One of ABC’s several primary concerns with the 2016 draft guidance is FDA’s focus on — and request for significant information on — the dietary supplement product itself. ABC set forth that the language in the NDI provision in DSHEA speaks to the dietary ingredient versus the finished dietary supplement product. ABC also references historic FDA actions that support the position that an NDI notification concerns the ingredient.

ABC also expressed its concerns that FDA’s language in the 2016 draft guidance suggests that almost any change in the manufacturing process or solvent used to make an extract might require an NDI notification due to possible chemical alteration of the ingredient. ABC provided examples where such chemical alteration may justifiably warrant an NDI notification and where it can be relatively insignificant and should not require a notification.

“As an independent nonprofit research and education organization, and as the founding and lead organization in an international consortium of medicinal plant research and analytical experts focusing on herb identity and quality control, ABC supports the proposition that all botanical ingredients used in dietary supplements should be authentic, properly tested for their identity, and safe for their intended use,” said ABC Founder and Executive Director Mark Blumenthal.

“ABC wishes to see rational regulations and guidance from the government that protects consumers from inauthentic and/or unsafe products and also allows members of the industry to be able to produce supplements that meet or exceed required federal regulations for quality and safety. However, some provisions proposed by FDA go well beyond what Congress intended when it conceived of NDIs and what the law actually requires, and ABC is concerned that FDA’s proposed guidance will not result in any meaningful consumer benefit,” he added.
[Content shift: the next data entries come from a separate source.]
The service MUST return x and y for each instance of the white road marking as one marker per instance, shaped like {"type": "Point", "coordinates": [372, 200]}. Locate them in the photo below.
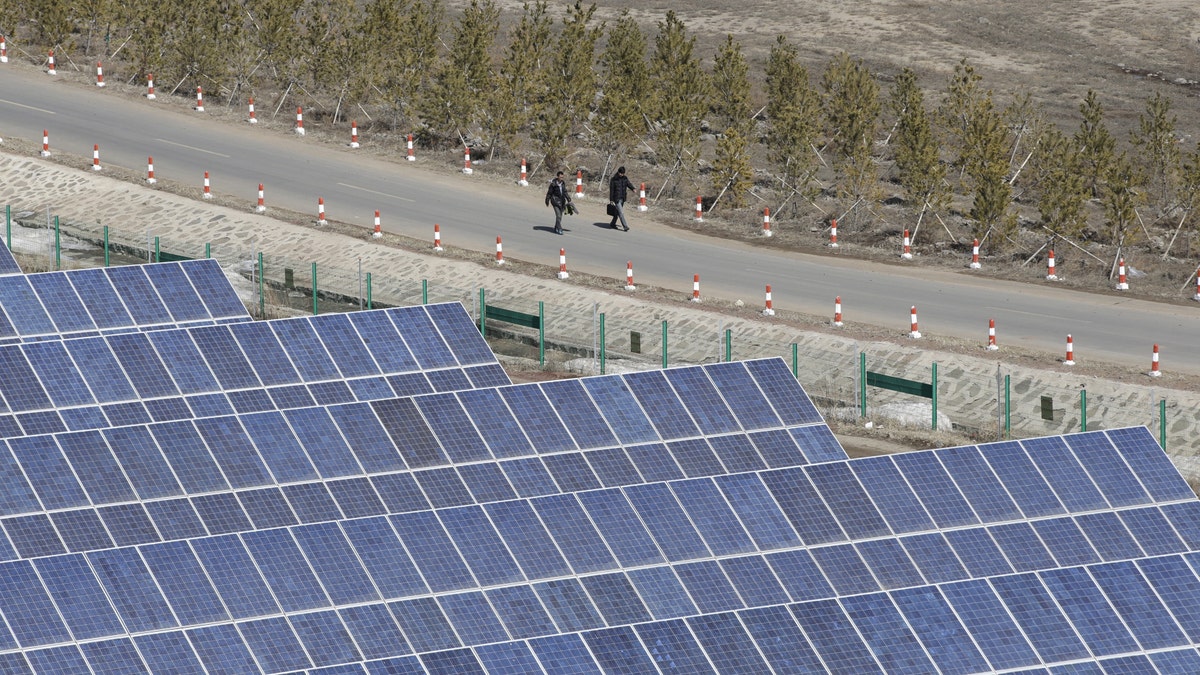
{"type": "Point", "coordinates": [28, 107]}
{"type": "Point", "coordinates": [375, 192]}
{"type": "Point", "coordinates": [191, 148]}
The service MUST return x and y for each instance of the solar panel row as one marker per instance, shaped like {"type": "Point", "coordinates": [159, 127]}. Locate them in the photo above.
{"type": "Point", "coordinates": [135, 377]}
{"type": "Point", "coordinates": [49, 305]}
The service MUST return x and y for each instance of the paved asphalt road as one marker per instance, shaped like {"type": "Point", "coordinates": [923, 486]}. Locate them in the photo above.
{"type": "Point", "coordinates": [295, 171]}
ABC outlined several additional areas of concern for FDA’s consideration. ABC strongly believes in a rationally regulated supplement industry and is a proponent of fully implementing the provisions of DSHEA.
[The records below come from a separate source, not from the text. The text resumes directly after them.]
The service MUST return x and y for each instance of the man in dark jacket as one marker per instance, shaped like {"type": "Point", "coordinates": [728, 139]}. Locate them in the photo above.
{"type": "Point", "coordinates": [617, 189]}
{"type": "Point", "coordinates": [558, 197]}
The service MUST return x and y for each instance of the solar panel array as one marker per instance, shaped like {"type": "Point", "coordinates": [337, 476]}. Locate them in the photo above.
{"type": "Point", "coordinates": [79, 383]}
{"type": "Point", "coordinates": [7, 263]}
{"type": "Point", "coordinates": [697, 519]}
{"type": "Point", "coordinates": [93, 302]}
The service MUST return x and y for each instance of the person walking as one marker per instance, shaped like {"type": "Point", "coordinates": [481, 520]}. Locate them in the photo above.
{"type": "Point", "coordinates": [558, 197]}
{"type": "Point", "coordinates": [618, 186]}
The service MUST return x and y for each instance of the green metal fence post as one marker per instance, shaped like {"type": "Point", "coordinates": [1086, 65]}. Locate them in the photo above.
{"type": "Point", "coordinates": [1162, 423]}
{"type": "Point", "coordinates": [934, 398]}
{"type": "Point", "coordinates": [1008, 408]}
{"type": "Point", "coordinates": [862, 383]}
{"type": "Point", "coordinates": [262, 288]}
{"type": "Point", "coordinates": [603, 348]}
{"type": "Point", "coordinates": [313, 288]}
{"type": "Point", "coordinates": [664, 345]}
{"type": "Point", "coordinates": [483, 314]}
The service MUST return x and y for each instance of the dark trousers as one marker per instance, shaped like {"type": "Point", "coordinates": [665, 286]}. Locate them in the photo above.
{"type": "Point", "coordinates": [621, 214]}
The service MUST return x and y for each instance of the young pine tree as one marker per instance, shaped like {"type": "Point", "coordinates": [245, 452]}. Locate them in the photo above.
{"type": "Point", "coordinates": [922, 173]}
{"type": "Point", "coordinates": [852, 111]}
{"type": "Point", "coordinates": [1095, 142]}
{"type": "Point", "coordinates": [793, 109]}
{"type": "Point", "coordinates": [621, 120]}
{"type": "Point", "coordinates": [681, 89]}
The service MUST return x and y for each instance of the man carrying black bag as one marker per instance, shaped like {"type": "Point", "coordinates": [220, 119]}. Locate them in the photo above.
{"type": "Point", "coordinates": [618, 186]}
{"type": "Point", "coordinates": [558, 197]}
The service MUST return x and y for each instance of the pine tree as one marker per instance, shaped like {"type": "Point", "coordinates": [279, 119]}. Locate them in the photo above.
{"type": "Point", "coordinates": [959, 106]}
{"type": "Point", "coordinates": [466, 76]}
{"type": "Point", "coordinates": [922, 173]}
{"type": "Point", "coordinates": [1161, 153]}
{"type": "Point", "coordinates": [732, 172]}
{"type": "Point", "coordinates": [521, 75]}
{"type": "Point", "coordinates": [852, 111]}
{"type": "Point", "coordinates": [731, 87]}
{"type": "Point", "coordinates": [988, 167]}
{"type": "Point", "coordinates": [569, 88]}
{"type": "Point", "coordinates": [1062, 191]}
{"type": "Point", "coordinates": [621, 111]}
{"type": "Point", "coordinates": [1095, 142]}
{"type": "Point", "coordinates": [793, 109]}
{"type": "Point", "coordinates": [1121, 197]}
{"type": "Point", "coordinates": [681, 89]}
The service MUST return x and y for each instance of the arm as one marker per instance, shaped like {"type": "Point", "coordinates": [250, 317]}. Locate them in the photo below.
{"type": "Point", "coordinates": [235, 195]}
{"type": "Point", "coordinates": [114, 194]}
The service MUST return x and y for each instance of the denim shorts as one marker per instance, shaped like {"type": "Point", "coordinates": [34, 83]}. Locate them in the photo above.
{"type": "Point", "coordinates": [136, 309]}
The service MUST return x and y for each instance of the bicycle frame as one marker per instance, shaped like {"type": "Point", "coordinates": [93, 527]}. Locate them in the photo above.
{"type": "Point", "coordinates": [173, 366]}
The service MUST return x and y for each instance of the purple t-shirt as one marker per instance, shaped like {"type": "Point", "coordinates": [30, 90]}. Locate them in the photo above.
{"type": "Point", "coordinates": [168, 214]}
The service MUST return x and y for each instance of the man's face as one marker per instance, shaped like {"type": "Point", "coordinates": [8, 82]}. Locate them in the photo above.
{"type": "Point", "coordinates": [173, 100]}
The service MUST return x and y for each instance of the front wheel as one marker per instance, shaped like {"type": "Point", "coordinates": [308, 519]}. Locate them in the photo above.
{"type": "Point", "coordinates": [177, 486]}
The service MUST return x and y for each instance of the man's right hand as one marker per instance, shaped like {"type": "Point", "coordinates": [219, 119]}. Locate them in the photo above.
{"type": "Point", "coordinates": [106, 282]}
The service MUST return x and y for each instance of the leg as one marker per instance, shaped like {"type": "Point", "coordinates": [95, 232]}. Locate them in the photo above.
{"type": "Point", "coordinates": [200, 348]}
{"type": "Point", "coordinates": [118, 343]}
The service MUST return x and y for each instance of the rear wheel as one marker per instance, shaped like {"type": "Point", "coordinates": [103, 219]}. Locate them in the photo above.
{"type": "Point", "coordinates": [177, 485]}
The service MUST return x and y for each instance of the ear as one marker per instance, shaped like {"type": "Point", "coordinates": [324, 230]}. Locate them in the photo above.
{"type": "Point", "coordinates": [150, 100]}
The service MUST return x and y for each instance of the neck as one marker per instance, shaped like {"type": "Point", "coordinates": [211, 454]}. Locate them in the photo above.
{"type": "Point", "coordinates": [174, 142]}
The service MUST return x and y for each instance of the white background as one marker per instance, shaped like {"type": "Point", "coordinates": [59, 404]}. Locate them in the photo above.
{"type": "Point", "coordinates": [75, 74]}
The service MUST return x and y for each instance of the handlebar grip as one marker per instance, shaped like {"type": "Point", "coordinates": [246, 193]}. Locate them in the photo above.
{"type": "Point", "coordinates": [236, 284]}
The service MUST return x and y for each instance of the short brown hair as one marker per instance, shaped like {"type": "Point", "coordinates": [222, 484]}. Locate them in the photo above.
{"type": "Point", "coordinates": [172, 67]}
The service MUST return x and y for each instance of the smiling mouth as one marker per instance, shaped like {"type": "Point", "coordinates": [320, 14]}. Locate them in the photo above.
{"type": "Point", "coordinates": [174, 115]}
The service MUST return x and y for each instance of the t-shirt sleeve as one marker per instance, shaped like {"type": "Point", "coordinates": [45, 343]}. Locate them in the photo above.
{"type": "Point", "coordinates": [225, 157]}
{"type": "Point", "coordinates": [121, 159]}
Even though guidance documents are not binding for FDA or the industry, ABC believes that an FDA guidance document sets a precedent and important guardrails to industry and regulators. Therefore, ABC recommends that FDA revises the 2016 draft guidance to align with the intent of Congress and the explicit text of Section 8 of DSHEA. ABC also encouraged FDA to continue to prioritize enforcement measures on adulterated raw materials sold as dietary ingredients, adulterated and mislabeled products, and violations of government-mandated (cGMPs as these areas have a greater likelihood of positive impact on product quality and public health.

References

  1. FDA Draft Guidance. Dietary Supplements: New Dietary Ingredient Notifications and Related Issues: Guidance for Industry. August 2016 (replaces draft guidance issued July 2011). Available at:www.fda.gov/downloads/Food/GuidanceRegulation/GuidanceDocumentsRegulatoryInformation/UCM515733.pdf. Accessed December 12, 2016.
  2. Dietary Supplement Health and Education Act of 1994 (DSHEA), Pub. L. 103–417, 108 Stat. 4325.
  3. Food, Drug, and Cosmetic Act (FDCA) §413 (21 USC §350b).
  4. FDCA §413 (21 USC §342(f)), Adulterated food.
  5. 21 CFR 111, Current Good Manufacturing Practice in Manufacturing, Packaging, Labeling, or Holding Operations for Dietary Supplements.
  6. 21 USC §350b(a)(2), New dietary ingredients.
  7. 21 CFR 190.6, New Dietary Ingredient Notification, Requirement for premarket notification (62 Federal Register 49886, Sept. 23, 1997).
  8. Food and Drug Administration, Dietary Supplements; Premarket Notification for New Dietary Ingredient Notifications; Public Meeting, 69 Federal Register 61680 (October 20, 2004).